We are all familiar with tequila’s popularity. And there’s been a lot of ink spilled recently about the craze for mezcal currently sweeping America, and although on a certain level it’s probably legitimate, I come to the last word of each related article more convinced that whoever is producing said mescal hired a really great publicity firm and that’s the only real truth about the spirit that the New Yorker recently called, “…at its heart, homemade hooch.” The most important thing to remember when reading about the sudden regard for mezcal is that tequila is a type of it.
Pulque, on the other hand, remains one of those increasingly rare cultural objects that hasn’t been exported, marketed around the globe, acquired by an enormous corporate entity. (It’s not completely for lack of effort. Pulque is highly perishable, which makes export difficult. There is one brand that produces a canned version, but the consensus holds that it’s not quite the same. It’s also really, really hard to find.)
At the suggestion of our hotel’s concierge, my boyfriend and I landed at Pulqueria Insurgentes in La Roma neighborhood. The concierge had advised us that some pulquerias lie on the outskirts of the city and can be dangerous. How true that is I don’t know; La Roma is Mexico City’s “it” area, where all the hippest things are currently happening. The pulqueria itself was borderline dive-y, but deliberately so. It didn’t seem like the kind of place that would have a bouncer out front, much less one who’d subject you to a pat down before allowing you in, but there it was. We grabbed a table and succeeded in speaking mostly Spanish in our exchange with the waitress. The crowd seemed like a solid mix of locals and English speakers.
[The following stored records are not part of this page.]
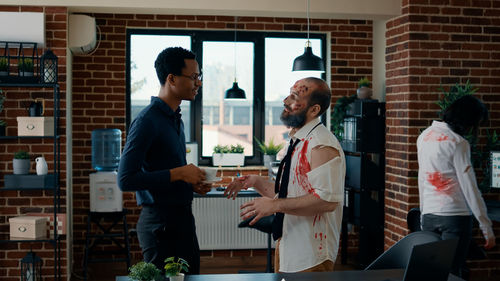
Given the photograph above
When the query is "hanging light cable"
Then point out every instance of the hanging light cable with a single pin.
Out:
(308, 61)
(235, 92)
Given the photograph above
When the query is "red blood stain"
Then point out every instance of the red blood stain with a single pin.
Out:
(434, 136)
(440, 182)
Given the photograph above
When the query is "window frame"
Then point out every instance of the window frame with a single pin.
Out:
(197, 39)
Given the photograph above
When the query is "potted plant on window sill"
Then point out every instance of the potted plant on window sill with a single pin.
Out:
(26, 67)
(145, 271)
(224, 155)
(174, 267)
(270, 150)
(21, 163)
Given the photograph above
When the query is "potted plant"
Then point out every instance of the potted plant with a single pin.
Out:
(3, 124)
(224, 155)
(4, 66)
(174, 267)
(26, 67)
(364, 91)
(144, 271)
(21, 163)
(270, 150)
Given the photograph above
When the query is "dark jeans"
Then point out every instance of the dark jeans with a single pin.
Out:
(450, 227)
(168, 232)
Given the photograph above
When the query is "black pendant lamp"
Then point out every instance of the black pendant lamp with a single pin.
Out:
(308, 61)
(235, 92)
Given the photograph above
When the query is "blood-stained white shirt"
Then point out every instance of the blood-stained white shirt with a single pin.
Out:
(446, 180)
(310, 240)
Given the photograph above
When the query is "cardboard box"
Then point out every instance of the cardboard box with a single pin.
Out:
(61, 222)
(35, 126)
(28, 227)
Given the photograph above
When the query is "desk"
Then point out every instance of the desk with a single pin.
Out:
(369, 275)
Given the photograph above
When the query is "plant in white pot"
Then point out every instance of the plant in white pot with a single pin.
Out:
(145, 271)
(270, 150)
(225, 155)
(173, 268)
(21, 163)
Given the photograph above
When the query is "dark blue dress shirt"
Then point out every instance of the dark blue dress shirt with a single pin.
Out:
(155, 144)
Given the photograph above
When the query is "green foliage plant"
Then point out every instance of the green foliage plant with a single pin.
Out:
(270, 148)
(144, 271)
(21, 154)
(455, 93)
(173, 267)
(339, 113)
(4, 66)
(364, 82)
(2, 99)
(26, 65)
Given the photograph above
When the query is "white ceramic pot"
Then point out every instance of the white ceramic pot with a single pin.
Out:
(179, 277)
(21, 166)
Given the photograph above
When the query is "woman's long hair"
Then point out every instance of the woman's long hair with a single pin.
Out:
(465, 114)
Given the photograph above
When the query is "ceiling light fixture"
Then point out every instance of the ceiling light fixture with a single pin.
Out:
(308, 61)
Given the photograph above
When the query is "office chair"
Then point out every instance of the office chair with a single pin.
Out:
(265, 224)
(398, 255)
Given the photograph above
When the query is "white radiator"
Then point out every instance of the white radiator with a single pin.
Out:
(217, 220)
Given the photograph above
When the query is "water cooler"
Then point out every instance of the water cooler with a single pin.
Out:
(105, 196)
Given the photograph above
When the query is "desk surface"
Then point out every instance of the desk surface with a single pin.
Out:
(369, 275)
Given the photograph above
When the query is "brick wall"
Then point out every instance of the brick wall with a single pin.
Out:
(434, 43)
(15, 203)
(99, 83)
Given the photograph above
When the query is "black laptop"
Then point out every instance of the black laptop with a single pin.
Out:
(431, 261)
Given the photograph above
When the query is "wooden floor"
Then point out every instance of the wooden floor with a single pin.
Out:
(209, 265)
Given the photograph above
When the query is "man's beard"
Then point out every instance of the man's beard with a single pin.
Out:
(294, 120)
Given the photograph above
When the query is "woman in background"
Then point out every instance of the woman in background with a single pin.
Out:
(446, 180)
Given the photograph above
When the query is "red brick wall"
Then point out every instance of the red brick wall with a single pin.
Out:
(434, 43)
(15, 203)
(99, 82)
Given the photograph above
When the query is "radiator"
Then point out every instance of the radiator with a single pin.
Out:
(217, 220)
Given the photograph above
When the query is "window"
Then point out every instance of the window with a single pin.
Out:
(260, 61)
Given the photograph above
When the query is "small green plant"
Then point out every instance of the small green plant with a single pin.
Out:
(236, 148)
(270, 148)
(454, 94)
(2, 99)
(173, 267)
(21, 154)
(4, 66)
(364, 82)
(339, 113)
(144, 271)
(25, 64)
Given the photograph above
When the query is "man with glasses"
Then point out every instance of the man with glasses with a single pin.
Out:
(153, 164)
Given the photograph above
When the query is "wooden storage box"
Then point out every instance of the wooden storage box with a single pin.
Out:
(28, 227)
(35, 126)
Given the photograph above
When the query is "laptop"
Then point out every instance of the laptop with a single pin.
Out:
(431, 261)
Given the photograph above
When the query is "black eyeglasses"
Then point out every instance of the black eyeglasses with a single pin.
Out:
(194, 76)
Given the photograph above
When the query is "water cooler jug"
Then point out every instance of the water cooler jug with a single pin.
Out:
(105, 196)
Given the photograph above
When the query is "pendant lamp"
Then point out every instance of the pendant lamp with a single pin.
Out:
(308, 61)
(235, 92)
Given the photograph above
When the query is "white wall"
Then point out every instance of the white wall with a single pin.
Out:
(353, 9)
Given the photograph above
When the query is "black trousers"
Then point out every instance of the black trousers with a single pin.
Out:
(169, 232)
(450, 227)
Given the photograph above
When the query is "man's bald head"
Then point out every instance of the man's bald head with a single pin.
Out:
(320, 94)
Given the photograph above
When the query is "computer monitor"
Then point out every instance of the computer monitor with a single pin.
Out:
(495, 169)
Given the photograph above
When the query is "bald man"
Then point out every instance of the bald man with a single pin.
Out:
(308, 198)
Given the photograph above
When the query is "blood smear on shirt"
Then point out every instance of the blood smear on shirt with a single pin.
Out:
(440, 182)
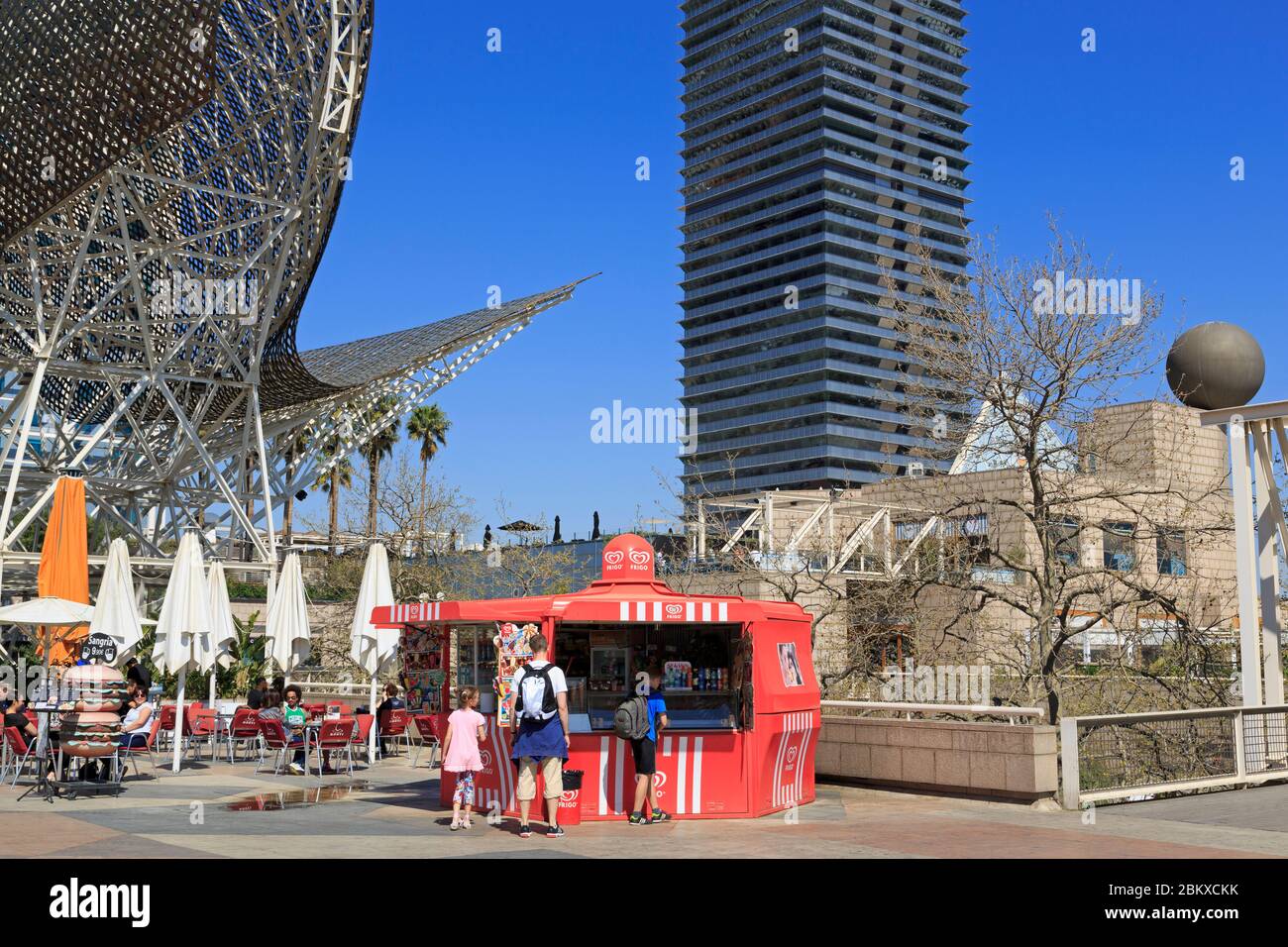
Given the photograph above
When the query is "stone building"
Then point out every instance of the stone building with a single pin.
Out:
(1140, 535)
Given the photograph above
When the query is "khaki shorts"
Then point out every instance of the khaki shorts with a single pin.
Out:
(552, 770)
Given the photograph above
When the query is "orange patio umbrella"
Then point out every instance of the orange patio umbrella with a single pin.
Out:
(64, 565)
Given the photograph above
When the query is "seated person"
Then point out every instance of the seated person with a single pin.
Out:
(138, 718)
(14, 716)
(256, 696)
(391, 701)
(292, 716)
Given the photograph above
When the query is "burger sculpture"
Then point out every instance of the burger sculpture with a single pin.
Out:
(93, 725)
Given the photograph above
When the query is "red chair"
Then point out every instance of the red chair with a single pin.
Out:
(393, 724)
(128, 754)
(335, 736)
(166, 718)
(244, 729)
(278, 740)
(362, 732)
(200, 725)
(17, 753)
(426, 725)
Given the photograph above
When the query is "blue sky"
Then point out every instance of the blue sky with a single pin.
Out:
(516, 169)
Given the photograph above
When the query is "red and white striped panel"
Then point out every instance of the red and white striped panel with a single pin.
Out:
(790, 758)
(687, 611)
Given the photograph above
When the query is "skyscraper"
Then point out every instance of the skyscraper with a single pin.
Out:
(820, 138)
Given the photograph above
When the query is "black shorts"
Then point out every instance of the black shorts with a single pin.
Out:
(644, 751)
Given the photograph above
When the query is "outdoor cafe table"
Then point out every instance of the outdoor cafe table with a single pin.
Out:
(310, 728)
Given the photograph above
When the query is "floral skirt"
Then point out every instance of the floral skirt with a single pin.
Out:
(464, 793)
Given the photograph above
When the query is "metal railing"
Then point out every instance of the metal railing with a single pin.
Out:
(907, 709)
(1134, 755)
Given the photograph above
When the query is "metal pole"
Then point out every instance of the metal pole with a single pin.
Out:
(1267, 565)
(1069, 788)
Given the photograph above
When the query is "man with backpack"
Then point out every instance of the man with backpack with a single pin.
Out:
(640, 719)
(539, 735)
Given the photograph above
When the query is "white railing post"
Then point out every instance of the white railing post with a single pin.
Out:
(1069, 788)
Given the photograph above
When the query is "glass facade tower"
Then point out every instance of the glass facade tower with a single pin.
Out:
(823, 140)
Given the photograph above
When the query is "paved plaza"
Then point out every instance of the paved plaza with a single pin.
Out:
(391, 810)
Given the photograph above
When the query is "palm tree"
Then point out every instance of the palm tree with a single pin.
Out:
(429, 425)
(378, 446)
(296, 446)
(340, 475)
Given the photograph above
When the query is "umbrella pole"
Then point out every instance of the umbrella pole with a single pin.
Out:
(178, 720)
(43, 728)
(372, 736)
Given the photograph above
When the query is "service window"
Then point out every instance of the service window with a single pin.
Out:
(697, 664)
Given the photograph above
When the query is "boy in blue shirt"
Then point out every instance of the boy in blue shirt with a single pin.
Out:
(645, 755)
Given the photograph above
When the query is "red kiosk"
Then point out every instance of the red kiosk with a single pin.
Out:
(739, 685)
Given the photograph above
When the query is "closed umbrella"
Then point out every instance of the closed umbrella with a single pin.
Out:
(287, 626)
(183, 629)
(116, 612)
(223, 631)
(64, 566)
(373, 647)
(47, 613)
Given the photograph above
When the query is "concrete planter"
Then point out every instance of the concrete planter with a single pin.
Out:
(990, 759)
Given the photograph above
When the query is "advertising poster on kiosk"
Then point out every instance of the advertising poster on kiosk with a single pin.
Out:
(737, 678)
(511, 654)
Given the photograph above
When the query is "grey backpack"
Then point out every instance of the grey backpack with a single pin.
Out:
(630, 722)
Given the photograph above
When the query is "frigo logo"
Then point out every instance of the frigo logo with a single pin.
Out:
(75, 900)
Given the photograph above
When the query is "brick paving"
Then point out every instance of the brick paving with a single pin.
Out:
(390, 810)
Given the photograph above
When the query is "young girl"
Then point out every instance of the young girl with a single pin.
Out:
(465, 731)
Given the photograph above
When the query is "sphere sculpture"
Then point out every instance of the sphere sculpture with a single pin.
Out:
(1215, 365)
(93, 727)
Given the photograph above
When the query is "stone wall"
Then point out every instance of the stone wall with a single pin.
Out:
(990, 759)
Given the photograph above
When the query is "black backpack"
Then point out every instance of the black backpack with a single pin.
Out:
(630, 722)
(549, 702)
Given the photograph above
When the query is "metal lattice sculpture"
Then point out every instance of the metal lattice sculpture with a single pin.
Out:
(151, 287)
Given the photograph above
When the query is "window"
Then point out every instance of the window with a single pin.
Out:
(1064, 540)
(1120, 547)
(966, 547)
(1171, 552)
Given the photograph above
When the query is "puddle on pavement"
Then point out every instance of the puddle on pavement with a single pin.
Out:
(296, 799)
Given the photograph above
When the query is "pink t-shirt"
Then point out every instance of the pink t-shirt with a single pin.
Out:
(464, 751)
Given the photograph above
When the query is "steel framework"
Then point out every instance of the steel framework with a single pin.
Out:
(151, 290)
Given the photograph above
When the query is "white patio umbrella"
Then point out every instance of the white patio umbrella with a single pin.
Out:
(223, 631)
(287, 626)
(373, 647)
(183, 629)
(116, 613)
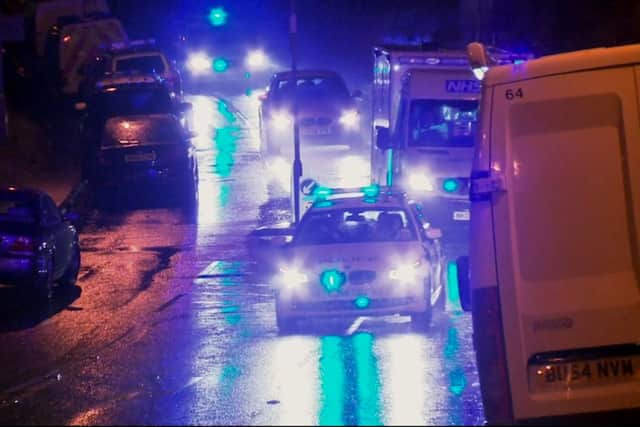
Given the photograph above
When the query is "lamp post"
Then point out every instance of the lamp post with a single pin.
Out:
(297, 162)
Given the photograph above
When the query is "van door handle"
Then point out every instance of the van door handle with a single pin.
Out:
(484, 184)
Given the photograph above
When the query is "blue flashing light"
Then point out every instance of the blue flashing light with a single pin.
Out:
(220, 65)
(362, 302)
(371, 190)
(450, 185)
(322, 192)
(218, 16)
(324, 204)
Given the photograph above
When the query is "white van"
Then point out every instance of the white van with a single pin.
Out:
(554, 261)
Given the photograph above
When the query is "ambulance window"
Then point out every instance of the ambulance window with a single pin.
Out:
(442, 123)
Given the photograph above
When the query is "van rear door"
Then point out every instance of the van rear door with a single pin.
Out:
(566, 236)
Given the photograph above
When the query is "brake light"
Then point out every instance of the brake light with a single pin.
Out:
(21, 246)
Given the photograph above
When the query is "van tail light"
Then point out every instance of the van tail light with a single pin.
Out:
(484, 184)
(21, 246)
(488, 341)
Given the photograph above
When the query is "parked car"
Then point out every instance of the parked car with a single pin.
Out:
(123, 95)
(131, 57)
(328, 114)
(38, 244)
(360, 253)
(144, 150)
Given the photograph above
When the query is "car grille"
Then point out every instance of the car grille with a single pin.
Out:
(360, 277)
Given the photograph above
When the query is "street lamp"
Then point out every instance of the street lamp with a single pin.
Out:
(297, 162)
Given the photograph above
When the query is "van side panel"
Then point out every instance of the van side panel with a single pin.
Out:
(565, 229)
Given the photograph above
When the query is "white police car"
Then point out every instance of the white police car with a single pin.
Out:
(363, 252)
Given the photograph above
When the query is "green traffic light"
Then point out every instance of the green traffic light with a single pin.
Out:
(332, 280)
(450, 185)
(218, 16)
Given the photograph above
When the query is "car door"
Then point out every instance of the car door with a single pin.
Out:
(59, 232)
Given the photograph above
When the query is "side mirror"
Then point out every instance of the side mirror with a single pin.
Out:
(185, 107)
(433, 233)
(307, 186)
(464, 284)
(383, 138)
(72, 217)
(478, 59)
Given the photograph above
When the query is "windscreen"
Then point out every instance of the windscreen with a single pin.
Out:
(143, 64)
(355, 226)
(442, 123)
(135, 102)
(18, 208)
(153, 129)
(309, 88)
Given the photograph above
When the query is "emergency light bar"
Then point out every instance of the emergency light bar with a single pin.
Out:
(433, 60)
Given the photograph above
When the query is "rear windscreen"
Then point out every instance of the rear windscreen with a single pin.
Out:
(142, 64)
(17, 208)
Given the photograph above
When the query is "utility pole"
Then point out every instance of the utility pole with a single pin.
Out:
(297, 162)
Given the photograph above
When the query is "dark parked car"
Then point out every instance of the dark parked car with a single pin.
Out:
(328, 114)
(38, 245)
(151, 149)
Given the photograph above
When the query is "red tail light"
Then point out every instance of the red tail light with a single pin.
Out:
(21, 246)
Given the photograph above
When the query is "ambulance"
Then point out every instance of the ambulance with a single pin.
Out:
(425, 111)
(554, 265)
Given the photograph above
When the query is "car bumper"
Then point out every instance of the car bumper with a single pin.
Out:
(295, 305)
(16, 271)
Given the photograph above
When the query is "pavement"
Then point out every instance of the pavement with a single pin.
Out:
(172, 322)
(29, 159)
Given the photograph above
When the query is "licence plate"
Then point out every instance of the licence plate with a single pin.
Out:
(461, 216)
(583, 373)
(140, 157)
(317, 131)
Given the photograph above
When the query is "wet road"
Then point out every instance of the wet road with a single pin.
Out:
(173, 321)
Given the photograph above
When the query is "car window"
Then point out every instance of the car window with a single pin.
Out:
(16, 208)
(142, 64)
(355, 226)
(50, 213)
(446, 123)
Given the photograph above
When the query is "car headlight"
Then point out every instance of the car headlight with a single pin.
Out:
(420, 182)
(199, 63)
(291, 277)
(281, 120)
(405, 273)
(350, 119)
(257, 60)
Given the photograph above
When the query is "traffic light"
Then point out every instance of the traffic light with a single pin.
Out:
(218, 16)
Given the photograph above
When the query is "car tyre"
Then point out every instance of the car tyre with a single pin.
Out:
(42, 287)
(70, 276)
(422, 321)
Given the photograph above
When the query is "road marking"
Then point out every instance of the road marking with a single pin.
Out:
(355, 325)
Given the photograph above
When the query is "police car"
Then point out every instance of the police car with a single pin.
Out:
(362, 252)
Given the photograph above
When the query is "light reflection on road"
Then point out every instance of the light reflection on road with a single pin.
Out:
(260, 377)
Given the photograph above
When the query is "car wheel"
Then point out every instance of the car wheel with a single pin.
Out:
(42, 286)
(286, 324)
(70, 276)
(422, 321)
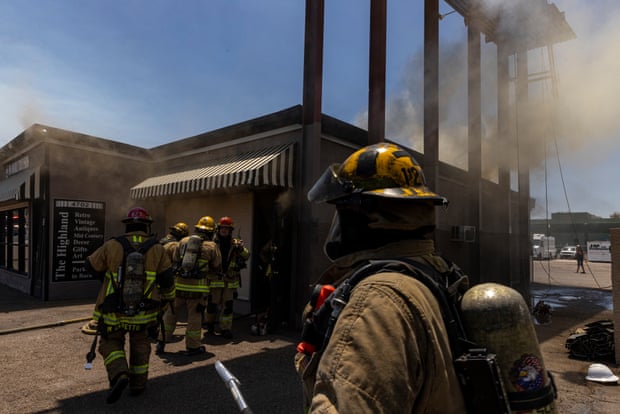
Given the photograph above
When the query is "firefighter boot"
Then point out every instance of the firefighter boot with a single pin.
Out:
(117, 388)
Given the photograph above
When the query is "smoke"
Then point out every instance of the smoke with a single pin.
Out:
(575, 132)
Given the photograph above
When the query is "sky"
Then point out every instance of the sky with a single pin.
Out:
(150, 72)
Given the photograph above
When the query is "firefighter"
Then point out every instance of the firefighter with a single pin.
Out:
(389, 350)
(223, 289)
(171, 240)
(196, 260)
(137, 280)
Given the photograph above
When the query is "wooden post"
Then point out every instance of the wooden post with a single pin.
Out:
(615, 286)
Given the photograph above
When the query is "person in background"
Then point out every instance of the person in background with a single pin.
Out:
(223, 289)
(137, 282)
(579, 256)
(389, 351)
(196, 259)
(171, 240)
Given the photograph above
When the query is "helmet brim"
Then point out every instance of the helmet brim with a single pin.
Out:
(331, 188)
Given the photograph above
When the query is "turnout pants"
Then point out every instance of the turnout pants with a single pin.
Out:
(220, 299)
(194, 307)
(112, 349)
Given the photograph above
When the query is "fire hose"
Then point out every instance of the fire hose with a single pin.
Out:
(233, 384)
(43, 325)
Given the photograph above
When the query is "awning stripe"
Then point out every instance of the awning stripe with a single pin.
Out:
(267, 167)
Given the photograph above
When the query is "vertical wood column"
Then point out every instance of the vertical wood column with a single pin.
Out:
(376, 72)
(431, 93)
(474, 140)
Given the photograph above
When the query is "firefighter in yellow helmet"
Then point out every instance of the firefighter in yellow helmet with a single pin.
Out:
(389, 350)
(223, 289)
(137, 280)
(196, 259)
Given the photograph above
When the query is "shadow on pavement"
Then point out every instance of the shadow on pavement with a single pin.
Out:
(268, 386)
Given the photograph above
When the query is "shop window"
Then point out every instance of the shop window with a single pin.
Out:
(14, 235)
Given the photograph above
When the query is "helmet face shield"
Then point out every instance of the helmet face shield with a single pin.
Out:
(329, 186)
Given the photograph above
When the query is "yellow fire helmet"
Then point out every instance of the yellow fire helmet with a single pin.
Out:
(380, 170)
(180, 229)
(205, 223)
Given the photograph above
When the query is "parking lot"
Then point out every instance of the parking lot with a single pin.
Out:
(43, 368)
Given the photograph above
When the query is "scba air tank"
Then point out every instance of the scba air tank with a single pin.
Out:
(192, 251)
(135, 279)
(497, 318)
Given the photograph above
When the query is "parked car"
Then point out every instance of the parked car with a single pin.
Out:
(568, 252)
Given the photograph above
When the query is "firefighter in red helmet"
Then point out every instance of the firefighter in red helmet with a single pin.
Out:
(223, 289)
(196, 260)
(137, 282)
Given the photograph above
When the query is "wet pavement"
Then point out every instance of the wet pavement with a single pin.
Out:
(42, 355)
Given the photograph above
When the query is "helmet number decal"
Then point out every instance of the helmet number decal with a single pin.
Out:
(412, 176)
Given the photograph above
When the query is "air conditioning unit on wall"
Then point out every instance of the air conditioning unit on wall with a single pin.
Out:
(465, 234)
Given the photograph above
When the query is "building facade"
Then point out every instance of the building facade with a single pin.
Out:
(65, 193)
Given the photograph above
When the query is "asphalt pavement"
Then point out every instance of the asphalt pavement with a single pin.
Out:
(42, 357)
(42, 360)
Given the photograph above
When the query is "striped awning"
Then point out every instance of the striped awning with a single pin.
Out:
(267, 167)
(21, 186)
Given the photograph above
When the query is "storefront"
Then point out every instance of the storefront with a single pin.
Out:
(65, 193)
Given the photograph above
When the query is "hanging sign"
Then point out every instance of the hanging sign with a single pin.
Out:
(79, 228)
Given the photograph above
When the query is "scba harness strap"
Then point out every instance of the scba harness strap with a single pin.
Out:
(448, 288)
(116, 300)
(445, 287)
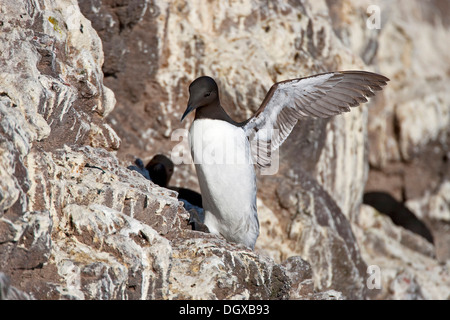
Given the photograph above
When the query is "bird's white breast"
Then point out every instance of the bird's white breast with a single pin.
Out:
(222, 157)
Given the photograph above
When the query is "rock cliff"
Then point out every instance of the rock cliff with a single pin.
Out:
(87, 86)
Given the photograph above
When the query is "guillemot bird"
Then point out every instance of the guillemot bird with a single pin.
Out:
(224, 150)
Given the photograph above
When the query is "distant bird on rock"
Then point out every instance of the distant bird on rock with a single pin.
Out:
(224, 150)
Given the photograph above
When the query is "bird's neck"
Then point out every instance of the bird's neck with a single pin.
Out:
(213, 111)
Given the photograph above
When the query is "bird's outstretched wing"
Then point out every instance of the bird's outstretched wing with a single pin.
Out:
(322, 96)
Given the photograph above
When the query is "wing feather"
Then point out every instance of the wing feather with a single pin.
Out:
(321, 96)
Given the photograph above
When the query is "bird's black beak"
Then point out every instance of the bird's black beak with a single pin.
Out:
(188, 110)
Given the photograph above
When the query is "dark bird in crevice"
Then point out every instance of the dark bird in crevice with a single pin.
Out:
(400, 215)
(160, 170)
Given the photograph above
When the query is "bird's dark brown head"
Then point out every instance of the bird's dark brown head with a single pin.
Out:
(203, 91)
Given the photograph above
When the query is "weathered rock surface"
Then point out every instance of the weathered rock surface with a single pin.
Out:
(76, 224)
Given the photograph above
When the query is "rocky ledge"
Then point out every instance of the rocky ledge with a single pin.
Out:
(75, 223)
Pulque often gets compared to beer not because it tastes remotely like it but because it has a similar alcohol content and is served in the same glass mugs. Its taste is in fact hard to describe, thanks to it’s being so unrelated to anything else I’ve ever tasted. If you order a pure one, it’s white, sort of milky looking but more cloudy than that, like someone just dissolved a pill in a glass of seltzer. Pulquerias also serve flavored versions which some people find more palatable. We ordered two plain mugs and, once they’d been set in front of us, regarded them with a variation on distrust. I took a sip first and immediately recorded the reaction in a note on my phone: Yeasty. Sort of like cider. Aftertaste-y. With a few months between that initial reaction and now, the cider association seems the least accurate in retrospect. It was certainly yeasty, and sort of resembled the runoff from the making of something else, yogurt or something like yogurt. It’s really not unlike kombucha. My boyfriend didn’t love it, and soon switched to beer. I wasn’t into the flavored pulques. As for the pure version, I wasn’t sure if I liked it or not, but then I kept sipping it and then I did like it, definitively. Just like when I first tried kombucha.